Using P and S-wave travel times, the tomographic inversion experiment at Epirus yielded a 3-D model for Vp (structure) and Vp/Vs (lithology).

The Demetra X-1 well was drilled based in part on passive results.

"Unfortunately, due to high pressure, the well was abandoned a few feet above the reservoir," Kapotas said. "But what was interesting at the end is that the passive data fit the well data quite good."

The passive results were compared to pre-existing geological observations, to other geophysical methods and with the VSP data after drilling in the study area, confirming the reliability of the passive application.

Kapotas noted LandTech is wrapping up another passive seismic project in the same general area, and setting up the final stages of a new project in Italy for a joint venture between TotalFinaElf, Shell and ExxonMobil.

The Jury is Out … For Now

Passive seismic technology clearly is gaining a foothold in both exploration and production, but the jury is still out regarding its potential real value as an exploration tool.

Despite the relatively easy operation, especially in mountainous areas, and its environmental-friendly appeal, there clearly are obstacles to surmount before this technology becomes the exploration tool-of-choice.

For instance, you really can't control nature.
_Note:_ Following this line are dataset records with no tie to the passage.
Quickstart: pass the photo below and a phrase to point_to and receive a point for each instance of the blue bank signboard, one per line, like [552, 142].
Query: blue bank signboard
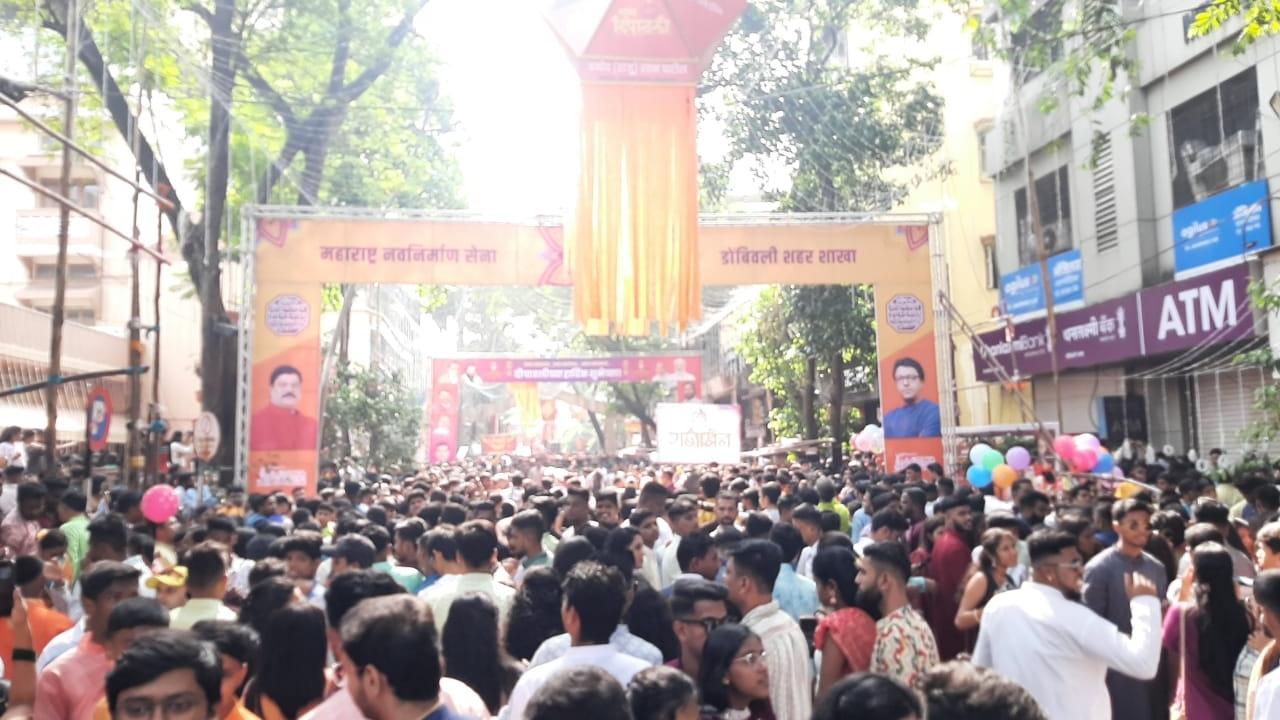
[1022, 291]
[1219, 229]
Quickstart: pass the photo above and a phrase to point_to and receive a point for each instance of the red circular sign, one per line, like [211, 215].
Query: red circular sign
[99, 410]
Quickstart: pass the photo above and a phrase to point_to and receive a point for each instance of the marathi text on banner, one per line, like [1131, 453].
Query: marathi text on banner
[699, 432]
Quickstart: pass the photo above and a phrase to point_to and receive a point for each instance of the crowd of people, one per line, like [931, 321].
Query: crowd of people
[621, 591]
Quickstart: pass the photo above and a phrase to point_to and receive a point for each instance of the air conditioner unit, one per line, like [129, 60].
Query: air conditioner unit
[1121, 417]
[1057, 238]
[1214, 168]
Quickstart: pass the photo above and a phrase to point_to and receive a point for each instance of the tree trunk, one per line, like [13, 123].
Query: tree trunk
[807, 400]
[599, 429]
[218, 367]
[837, 411]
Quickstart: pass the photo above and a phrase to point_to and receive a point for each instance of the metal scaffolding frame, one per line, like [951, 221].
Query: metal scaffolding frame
[251, 214]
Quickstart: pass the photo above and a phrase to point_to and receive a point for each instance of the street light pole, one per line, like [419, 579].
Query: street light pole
[56, 311]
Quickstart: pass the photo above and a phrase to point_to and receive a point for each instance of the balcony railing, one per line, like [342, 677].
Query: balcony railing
[36, 235]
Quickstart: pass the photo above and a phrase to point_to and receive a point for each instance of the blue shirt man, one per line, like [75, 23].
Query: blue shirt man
[917, 417]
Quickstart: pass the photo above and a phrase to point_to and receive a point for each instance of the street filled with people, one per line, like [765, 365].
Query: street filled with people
[606, 588]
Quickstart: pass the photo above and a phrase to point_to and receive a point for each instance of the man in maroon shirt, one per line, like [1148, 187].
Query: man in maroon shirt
[280, 425]
[947, 568]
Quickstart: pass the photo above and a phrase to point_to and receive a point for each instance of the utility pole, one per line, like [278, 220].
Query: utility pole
[1046, 285]
[64, 218]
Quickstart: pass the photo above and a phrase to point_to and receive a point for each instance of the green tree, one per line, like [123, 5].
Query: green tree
[1265, 428]
[804, 341]
[786, 96]
[275, 94]
[371, 414]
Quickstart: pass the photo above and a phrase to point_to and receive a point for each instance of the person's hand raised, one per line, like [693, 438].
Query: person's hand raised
[1138, 586]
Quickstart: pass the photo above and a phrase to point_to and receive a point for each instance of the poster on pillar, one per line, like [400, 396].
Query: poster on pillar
[284, 429]
[909, 374]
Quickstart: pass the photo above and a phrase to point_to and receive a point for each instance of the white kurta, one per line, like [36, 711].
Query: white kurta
[787, 659]
[1060, 650]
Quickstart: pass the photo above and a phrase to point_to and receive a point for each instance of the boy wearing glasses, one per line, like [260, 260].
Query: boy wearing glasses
[1040, 637]
[1105, 593]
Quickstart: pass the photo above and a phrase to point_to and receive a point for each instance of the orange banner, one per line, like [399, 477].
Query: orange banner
[296, 256]
[284, 408]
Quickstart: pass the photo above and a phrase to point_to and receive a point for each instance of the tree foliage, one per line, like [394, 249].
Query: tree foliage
[807, 341]
[792, 94]
[1265, 428]
[373, 414]
[278, 101]
[786, 94]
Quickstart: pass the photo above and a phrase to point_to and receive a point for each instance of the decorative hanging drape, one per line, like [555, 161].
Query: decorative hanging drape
[631, 240]
[632, 237]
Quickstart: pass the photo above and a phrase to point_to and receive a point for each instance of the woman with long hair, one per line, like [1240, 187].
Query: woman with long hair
[291, 665]
[997, 557]
[662, 693]
[1212, 629]
[535, 613]
[626, 541]
[846, 634]
[734, 679]
[10, 446]
[264, 598]
[922, 555]
[472, 655]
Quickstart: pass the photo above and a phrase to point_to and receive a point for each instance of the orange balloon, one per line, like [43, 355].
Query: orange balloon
[1004, 477]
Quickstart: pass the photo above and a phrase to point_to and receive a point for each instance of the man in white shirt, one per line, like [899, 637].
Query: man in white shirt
[1043, 638]
[808, 520]
[594, 598]
[684, 523]
[1265, 701]
[478, 551]
[750, 575]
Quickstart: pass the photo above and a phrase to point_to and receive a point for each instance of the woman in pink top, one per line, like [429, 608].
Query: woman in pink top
[1217, 625]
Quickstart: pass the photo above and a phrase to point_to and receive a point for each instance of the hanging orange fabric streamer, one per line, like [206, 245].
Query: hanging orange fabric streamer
[632, 237]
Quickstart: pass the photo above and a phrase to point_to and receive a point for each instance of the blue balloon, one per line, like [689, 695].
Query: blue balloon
[1105, 463]
[978, 475]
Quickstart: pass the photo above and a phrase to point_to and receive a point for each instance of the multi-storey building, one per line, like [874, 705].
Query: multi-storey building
[1147, 228]
[99, 282]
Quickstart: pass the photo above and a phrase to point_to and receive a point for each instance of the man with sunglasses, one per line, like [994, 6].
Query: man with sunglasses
[1043, 638]
[698, 607]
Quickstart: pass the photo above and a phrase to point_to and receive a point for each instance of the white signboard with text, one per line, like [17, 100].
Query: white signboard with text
[699, 432]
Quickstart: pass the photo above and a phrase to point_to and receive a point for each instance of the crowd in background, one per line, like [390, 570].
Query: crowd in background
[606, 588]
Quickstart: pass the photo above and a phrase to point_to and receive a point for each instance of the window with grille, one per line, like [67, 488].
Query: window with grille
[1106, 224]
[1216, 144]
[1054, 201]
[990, 264]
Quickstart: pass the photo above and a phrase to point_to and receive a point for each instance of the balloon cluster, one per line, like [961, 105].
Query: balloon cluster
[988, 465]
[1084, 454]
[869, 440]
[160, 504]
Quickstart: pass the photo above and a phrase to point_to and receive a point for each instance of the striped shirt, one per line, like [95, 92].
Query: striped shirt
[904, 647]
[787, 659]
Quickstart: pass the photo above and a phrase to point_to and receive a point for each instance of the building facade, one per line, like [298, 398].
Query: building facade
[954, 185]
[99, 286]
[1150, 237]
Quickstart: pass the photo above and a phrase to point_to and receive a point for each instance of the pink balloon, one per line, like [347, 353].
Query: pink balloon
[160, 504]
[1088, 441]
[1065, 447]
[1018, 458]
[1084, 460]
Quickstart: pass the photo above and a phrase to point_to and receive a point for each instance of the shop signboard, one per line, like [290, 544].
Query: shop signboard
[1022, 292]
[1221, 228]
[1203, 310]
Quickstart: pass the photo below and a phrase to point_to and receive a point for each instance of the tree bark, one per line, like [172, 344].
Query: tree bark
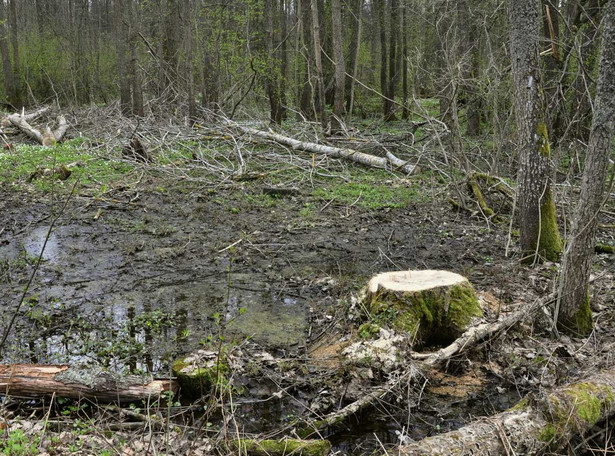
[540, 236]
[7, 68]
[389, 114]
[573, 302]
[355, 46]
[271, 78]
[380, 6]
[530, 427]
[36, 380]
[17, 89]
[320, 86]
[390, 161]
[340, 67]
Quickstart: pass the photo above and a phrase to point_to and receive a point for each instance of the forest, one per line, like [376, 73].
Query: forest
[307, 227]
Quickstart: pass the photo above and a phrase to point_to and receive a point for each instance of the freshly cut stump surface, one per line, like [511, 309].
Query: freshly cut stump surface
[435, 307]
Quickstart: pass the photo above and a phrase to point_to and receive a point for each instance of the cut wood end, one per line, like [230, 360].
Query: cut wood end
[412, 281]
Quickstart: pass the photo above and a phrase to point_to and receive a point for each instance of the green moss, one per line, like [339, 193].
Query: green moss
[368, 330]
[433, 317]
[605, 248]
[371, 195]
[199, 381]
[550, 239]
[282, 447]
[521, 405]
[547, 434]
[463, 305]
[579, 407]
[544, 147]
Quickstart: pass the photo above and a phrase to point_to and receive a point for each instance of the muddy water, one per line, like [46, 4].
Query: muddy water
[144, 283]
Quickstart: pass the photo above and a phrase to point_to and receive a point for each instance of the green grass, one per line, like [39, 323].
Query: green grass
[370, 195]
[17, 166]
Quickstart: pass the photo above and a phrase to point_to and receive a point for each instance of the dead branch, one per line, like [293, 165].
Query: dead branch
[530, 427]
[389, 162]
[35, 380]
[48, 138]
[427, 360]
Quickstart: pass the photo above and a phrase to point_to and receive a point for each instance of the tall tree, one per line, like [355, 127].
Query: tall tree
[7, 68]
[356, 19]
[574, 314]
[540, 236]
[340, 66]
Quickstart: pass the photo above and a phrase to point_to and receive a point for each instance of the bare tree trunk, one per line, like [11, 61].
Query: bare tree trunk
[573, 301]
[283, 56]
[389, 115]
[7, 69]
[308, 110]
[122, 55]
[404, 56]
[189, 70]
[320, 86]
[380, 6]
[271, 78]
[340, 66]
[17, 93]
[540, 237]
[355, 45]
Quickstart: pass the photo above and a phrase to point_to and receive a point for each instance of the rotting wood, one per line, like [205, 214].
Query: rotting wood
[36, 380]
[390, 161]
[532, 426]
[428, 360]
[49, 137]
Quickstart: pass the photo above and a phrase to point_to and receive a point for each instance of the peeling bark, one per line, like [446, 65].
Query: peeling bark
[36, 380]
[530, 427]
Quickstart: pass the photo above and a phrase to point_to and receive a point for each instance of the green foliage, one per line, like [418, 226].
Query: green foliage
[19, 444]
[370, 196]
[17, 167]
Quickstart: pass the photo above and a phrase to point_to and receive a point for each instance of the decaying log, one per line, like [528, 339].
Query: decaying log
[49, 137]
[389, 162]
[530, 427]
[36, 380]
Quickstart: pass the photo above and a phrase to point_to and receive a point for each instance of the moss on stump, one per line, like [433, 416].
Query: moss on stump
[295, 447]
[199, 373]
[435, 307]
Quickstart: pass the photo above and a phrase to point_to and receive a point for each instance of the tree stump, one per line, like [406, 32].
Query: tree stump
[434, 307]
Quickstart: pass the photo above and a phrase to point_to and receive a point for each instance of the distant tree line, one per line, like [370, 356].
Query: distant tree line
[298, 57]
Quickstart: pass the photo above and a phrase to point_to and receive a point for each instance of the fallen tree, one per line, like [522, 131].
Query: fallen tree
[532, 426]
[36, 380]
[426, 361]
[389, 161]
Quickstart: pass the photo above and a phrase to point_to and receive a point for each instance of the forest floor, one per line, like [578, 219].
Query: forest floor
[220, 237]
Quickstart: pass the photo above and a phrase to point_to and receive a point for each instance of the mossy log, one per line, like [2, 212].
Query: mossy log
[47, 138]
[533, 426]
[37, 380]
[282, 447]
[389, 161]
[434, 307]
[200, 372]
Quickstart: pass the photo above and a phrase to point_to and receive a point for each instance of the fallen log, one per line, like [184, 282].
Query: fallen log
[530, 427]
[390, 161]
[36, 380]
[426, 361]
[47, 138]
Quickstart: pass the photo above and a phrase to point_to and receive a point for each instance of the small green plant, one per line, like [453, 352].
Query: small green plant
[368, 330]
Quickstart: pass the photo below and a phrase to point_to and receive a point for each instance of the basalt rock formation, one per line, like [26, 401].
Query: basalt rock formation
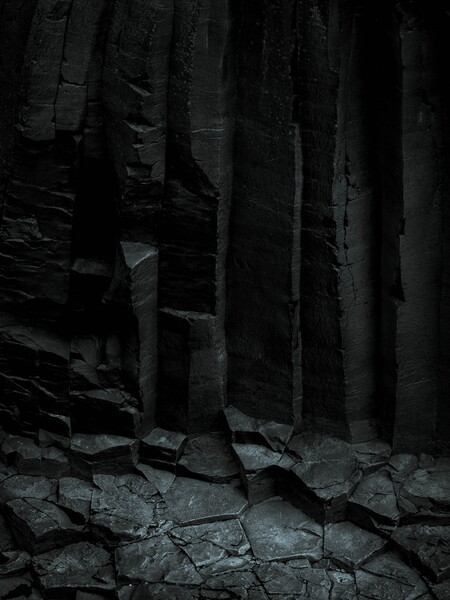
[224, 299]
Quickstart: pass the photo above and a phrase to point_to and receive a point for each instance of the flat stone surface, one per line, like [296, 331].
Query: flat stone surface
[323, 477]
[208, 457]
[279, 531]
[40, 525]
[124, 508]
[7, 542]
[374, 502]
[388, 578]
[193, 502]
[20, 588]
[76, 567]
[425, 493]
[13, 563]
[428, 548]
[372, 455]
[75, 497]
[161, 479]
[27, 486]
[295, 581]
[211, 542]
[155, 560]
[349, 546]
[246, 429]
[164, 445]
[101, 453]
[442, 590]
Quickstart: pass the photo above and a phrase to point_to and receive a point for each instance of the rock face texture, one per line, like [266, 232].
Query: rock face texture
[208, 204]
[224, 299]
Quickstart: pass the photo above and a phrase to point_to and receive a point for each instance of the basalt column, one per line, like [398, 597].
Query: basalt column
[263, 273]
[414, 233]
[339, 222]
[38, 193]
[194, 225]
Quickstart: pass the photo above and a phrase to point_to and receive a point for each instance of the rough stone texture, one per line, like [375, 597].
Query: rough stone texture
[224, 299]
[349, 546]
[263, 278]
[426, 546]
[191, 501]
[279, 531]
[208, 457]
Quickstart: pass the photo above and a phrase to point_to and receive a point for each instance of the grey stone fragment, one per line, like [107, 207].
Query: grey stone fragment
[442, 590]
[323, 477]
[161, 479]
[153, 560]
[27, 486]
[77, 567]
[279, 531]
[211, 542]
[19, 588]
[388, 578]
[101, 453]
[349, 546]
[245, 429]
[75, 496]
[208, 457]
[292, 581]
[13, 563]
[192, 502]
[425, 494]
[427, 548]
[231, 585]
[374, 503]
[7, 542]
[40, 525]
[372, 455]
[162, 445]
[124, 508]
[23, 453]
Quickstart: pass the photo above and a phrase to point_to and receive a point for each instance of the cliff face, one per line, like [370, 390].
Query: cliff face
[239, 202]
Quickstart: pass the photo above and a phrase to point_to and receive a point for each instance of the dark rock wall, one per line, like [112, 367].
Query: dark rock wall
[238, 202]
Natural seismic sources have the drawback of sporadic distribution in time and space, and monitoring these sources may take an unpredictable amount of time to record sufficient data to construct an image that is as good as conventional seismic, according to Ridyard.

And time is money.

"It provides a valuable supplement to conventional techniques," Ridyard said, "and it could be a substitute for conventional in a limited number of areas.

"There's some use for it in very environmentally sensitive areas," he said. "For example, in California it might be easier to do passive seismic than get a permit for conventional."

Still, it's not always easy to take the pulse of the next new/old big thing.

As Ridyard noted, just as companies tend to keep quiet about their failures when dabbling in a new technology, they tend not to talk about successes either.